2. Il résulte de l’instruction, ainsi que des écritures des requérants, que plusieurs diagnostics ont été réalisés sur les lieux du siège de l’Office national des forêts (ONF) de la Martinique et ont confirmé la présence d’amiante, notamment, un rapport final de mesure de la concentration en fibre d’amiante dans l’air du 3 décembre 2024 concluant à la présence d’amiante dans les locaux et récapitulant les résultats de fibre d’amiante par litre dans l’air pour chaque pièce de l’immeuble. En outre, il résulte de l’instruction que, par courriel du 11 décembre 2024, le directeur territorial de Martinique a demandé à tout le personnel du siège de rester en télétravail. Par ailleurs, la médecine du travail a prescrit des examens pulmonaires ainsi qu’un suivi médical pour les salariés exposés. A l’appui de leur requête, les requérants ne font état d’aucune circonstance nouvelle postérieure au diagnostic complet réalisé en décembre 2024, qui justifierait qu’une nouvelle expertise soit ordonnée. Ils ne font pas davantage état d’une éventuelle augmentation de la présence d’amiante dans les locaux. Dans ces conditions, la mesure d’expertise sollicitée tendant à constater la présence effective de fibres d’amiante dans les locaux du siège de l’ONF, d’identifier les zones de travail concernées, de déterminer les causes et les conséquences sanitaires, ne présente pas de caractère d’utilité au sens des dispositions de l’article R. 532-1 du code de justice administrative, au regard du diagnostic déjà réalisé. Enfin, si les requérants sollicitent une expertise en vue, également, d’apprécier la conformité des décisions de la direction avec les obligations légales en matière de sécurité et de santé au travail, une telle mission est relative à la qualification juridique des faits et aux conséquences juridiques à tirer de ces constatations de fait, portant ainsi sur une question de droit qui n’est pas de celle que le juge des référés peut confier à un expert.

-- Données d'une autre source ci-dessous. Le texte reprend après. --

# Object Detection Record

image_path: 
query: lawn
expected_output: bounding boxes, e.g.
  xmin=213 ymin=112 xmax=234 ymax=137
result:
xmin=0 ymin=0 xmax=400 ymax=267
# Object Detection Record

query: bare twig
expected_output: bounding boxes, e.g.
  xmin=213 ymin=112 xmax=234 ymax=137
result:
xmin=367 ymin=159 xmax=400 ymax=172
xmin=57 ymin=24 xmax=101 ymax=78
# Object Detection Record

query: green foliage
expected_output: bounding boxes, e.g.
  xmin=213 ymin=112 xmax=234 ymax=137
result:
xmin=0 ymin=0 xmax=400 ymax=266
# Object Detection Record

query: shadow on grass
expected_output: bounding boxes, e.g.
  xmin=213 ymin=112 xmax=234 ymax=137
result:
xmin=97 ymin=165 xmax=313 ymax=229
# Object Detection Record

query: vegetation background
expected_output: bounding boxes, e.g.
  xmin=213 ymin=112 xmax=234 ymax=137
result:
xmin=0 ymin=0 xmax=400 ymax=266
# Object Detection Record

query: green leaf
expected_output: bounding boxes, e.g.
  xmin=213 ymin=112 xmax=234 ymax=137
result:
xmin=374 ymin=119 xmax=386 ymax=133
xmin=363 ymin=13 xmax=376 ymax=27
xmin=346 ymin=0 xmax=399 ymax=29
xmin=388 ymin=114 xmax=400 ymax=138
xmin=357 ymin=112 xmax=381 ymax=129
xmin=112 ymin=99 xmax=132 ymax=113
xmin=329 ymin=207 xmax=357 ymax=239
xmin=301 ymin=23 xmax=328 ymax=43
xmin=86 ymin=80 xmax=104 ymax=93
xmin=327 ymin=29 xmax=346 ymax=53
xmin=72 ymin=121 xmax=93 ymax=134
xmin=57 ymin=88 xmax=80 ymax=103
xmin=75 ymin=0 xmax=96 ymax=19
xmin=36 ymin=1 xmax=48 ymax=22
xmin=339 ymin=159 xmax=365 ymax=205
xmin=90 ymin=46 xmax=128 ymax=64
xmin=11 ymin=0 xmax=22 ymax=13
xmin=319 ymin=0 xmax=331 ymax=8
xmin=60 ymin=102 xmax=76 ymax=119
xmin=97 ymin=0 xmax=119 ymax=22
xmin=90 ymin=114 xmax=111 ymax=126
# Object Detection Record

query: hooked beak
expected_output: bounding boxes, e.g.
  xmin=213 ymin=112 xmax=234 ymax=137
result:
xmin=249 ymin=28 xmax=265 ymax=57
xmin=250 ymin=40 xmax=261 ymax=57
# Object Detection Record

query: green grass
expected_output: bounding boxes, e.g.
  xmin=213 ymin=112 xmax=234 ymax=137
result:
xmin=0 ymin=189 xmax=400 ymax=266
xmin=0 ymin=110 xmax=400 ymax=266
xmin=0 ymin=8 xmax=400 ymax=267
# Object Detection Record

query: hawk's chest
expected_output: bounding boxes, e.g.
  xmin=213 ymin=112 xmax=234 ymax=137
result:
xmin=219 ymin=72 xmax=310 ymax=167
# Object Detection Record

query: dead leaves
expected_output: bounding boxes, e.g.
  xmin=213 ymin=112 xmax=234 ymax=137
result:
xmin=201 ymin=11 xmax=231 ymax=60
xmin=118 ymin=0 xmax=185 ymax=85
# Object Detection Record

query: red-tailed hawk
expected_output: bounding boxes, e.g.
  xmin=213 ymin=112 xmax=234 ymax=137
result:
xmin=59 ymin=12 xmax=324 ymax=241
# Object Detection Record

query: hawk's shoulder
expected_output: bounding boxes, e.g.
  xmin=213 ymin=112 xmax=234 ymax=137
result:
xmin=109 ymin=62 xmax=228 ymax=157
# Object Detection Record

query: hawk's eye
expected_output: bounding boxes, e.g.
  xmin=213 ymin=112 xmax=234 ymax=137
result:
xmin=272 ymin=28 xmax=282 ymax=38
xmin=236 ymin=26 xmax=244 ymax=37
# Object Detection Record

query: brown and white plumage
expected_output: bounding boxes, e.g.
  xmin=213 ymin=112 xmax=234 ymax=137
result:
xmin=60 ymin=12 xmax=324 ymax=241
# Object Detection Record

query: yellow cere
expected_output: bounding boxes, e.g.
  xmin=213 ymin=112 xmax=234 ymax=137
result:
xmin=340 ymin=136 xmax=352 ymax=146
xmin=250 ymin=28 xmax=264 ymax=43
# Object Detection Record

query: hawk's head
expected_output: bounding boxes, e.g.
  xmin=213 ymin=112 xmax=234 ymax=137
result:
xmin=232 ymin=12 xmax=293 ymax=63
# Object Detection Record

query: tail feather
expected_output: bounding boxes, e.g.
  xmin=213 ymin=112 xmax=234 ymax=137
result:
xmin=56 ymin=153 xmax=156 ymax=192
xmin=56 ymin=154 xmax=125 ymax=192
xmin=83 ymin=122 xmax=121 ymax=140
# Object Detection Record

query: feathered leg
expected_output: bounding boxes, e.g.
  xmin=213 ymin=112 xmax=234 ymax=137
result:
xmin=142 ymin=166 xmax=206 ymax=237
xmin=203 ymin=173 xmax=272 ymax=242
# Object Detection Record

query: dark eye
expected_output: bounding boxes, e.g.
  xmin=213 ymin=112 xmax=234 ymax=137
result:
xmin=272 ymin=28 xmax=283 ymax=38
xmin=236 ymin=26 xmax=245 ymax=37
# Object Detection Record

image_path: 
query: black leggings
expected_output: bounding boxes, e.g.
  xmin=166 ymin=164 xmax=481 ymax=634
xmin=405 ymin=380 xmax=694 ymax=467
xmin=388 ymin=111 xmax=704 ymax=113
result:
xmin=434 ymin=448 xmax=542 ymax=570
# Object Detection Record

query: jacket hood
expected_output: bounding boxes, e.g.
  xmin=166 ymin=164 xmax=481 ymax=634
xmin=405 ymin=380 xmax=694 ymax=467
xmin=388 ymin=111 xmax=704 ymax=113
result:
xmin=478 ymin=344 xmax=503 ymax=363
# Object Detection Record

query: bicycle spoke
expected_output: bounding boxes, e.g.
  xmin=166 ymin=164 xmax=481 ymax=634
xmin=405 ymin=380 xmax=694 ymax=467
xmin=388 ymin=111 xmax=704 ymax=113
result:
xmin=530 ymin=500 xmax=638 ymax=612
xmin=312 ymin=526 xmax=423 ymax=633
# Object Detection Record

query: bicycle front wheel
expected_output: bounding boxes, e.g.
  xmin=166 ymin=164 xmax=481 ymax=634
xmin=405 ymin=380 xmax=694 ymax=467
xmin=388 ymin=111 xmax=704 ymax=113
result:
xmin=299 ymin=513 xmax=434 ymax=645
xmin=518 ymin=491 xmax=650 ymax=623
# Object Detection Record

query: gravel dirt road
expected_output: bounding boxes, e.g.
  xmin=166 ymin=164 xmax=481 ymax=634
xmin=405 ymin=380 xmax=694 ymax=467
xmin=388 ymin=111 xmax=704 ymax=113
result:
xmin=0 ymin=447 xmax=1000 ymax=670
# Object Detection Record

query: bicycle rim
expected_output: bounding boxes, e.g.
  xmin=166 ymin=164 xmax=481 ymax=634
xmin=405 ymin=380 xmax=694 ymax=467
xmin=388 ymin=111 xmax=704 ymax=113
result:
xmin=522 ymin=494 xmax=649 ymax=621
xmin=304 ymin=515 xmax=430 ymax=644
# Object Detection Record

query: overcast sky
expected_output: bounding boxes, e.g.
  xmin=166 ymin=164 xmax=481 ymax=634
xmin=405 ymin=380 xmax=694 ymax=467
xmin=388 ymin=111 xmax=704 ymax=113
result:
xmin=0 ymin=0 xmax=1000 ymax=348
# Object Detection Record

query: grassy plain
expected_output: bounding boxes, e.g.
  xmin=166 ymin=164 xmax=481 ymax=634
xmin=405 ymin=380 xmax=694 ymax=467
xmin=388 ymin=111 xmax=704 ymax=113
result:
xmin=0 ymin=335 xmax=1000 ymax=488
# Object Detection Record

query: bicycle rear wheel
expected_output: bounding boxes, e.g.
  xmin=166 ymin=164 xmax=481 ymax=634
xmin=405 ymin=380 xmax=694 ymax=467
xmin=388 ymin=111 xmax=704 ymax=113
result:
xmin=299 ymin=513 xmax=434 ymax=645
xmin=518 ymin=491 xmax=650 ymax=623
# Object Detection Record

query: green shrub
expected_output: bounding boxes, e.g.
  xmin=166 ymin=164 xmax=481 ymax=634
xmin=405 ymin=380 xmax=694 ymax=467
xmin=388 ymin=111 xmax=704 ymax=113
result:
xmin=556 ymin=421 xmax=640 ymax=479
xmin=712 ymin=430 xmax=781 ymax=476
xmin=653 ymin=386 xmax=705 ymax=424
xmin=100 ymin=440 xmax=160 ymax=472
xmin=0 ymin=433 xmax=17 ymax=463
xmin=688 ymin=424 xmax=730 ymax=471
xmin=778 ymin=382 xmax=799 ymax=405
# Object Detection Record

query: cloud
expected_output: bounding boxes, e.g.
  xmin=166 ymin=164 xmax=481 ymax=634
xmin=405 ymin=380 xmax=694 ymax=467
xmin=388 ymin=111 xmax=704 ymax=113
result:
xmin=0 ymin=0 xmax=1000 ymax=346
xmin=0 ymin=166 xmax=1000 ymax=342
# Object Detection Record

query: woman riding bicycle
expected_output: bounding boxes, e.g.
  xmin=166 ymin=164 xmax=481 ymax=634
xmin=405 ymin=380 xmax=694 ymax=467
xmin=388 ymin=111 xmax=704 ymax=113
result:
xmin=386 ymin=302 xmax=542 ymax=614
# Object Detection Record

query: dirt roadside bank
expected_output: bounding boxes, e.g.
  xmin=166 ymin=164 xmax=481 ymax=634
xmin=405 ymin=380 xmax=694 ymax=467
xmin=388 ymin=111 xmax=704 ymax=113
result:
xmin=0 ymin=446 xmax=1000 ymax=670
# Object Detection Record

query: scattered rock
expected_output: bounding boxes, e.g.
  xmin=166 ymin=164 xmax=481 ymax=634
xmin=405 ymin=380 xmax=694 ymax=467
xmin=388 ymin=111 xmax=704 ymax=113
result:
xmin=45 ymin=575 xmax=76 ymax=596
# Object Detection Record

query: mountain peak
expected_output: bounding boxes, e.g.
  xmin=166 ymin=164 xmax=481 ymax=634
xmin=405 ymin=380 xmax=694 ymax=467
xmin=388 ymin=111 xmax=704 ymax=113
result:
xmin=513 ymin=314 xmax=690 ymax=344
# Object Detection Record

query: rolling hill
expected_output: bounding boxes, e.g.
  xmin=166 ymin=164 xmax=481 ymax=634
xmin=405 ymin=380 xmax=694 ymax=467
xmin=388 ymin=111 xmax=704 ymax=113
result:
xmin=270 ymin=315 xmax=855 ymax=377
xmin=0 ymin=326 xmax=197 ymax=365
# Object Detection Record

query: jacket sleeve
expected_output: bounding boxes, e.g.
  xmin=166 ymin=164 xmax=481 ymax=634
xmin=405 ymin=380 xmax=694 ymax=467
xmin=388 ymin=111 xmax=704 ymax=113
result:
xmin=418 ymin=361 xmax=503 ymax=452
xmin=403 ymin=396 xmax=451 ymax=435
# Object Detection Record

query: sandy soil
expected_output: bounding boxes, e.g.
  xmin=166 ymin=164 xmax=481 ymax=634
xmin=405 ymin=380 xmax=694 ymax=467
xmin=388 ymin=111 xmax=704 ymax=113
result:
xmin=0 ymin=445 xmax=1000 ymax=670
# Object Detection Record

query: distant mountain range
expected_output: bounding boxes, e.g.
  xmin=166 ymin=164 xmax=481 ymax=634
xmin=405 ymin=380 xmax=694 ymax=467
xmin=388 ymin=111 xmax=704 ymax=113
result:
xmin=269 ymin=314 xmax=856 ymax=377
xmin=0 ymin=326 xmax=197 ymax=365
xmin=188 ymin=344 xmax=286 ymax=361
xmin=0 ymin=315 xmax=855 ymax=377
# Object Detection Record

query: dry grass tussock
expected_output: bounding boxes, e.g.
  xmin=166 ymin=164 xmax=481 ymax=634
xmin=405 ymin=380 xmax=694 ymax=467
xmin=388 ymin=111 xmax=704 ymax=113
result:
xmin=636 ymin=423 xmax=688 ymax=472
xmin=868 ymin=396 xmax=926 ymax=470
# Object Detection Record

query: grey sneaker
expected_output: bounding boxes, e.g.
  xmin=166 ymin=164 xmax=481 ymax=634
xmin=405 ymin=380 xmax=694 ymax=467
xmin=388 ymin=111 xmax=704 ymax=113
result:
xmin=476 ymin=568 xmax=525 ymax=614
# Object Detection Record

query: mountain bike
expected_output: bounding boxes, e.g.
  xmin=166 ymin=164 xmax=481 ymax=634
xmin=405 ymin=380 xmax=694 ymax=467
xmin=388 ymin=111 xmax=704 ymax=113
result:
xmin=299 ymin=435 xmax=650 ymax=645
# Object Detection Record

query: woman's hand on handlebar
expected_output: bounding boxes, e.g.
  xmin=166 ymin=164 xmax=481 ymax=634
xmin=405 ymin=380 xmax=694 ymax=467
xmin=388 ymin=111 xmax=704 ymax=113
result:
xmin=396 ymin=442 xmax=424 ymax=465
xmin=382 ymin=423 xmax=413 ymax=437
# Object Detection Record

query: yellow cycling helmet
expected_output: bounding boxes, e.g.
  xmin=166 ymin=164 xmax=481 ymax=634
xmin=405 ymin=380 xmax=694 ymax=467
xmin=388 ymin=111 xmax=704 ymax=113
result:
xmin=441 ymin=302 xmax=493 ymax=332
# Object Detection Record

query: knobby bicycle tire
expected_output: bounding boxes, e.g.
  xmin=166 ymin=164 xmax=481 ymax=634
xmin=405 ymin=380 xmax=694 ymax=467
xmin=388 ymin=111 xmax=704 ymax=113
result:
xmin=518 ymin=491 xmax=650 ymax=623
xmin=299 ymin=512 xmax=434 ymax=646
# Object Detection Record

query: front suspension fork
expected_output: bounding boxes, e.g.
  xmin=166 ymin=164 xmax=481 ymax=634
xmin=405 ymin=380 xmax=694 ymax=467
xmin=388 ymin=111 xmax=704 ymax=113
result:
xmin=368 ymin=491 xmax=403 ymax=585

3. Il résulte de ce qui précède, que la demande d’expertise présentée par les requérants ne peut qu’être rejetée, ainsi que, par voie de conséquence, les conclusions présentées à fin d’injonction.


O R D O N N E :

Article 1er : La requête de M. AE..., premier dénommé de la requête, est rejetée.

Article 2 : La présente ordonnance sera notifiée à M. AF... AE..., premier dénommé de la requête.

Copie en sera adressée pour information à l’Office National des Forêts.

Fait à Schœlcher, le 20 janvier 2026.

Le président,


J.-M. Laso

La république mande et ordonne au préfet de la Martinique en ce qui le concerne ou à tous commissaires de justice à ce requis en ce qui concerne les voies de droit commun contre les parties privées, de pourvoir à l’exécution de la présente décision.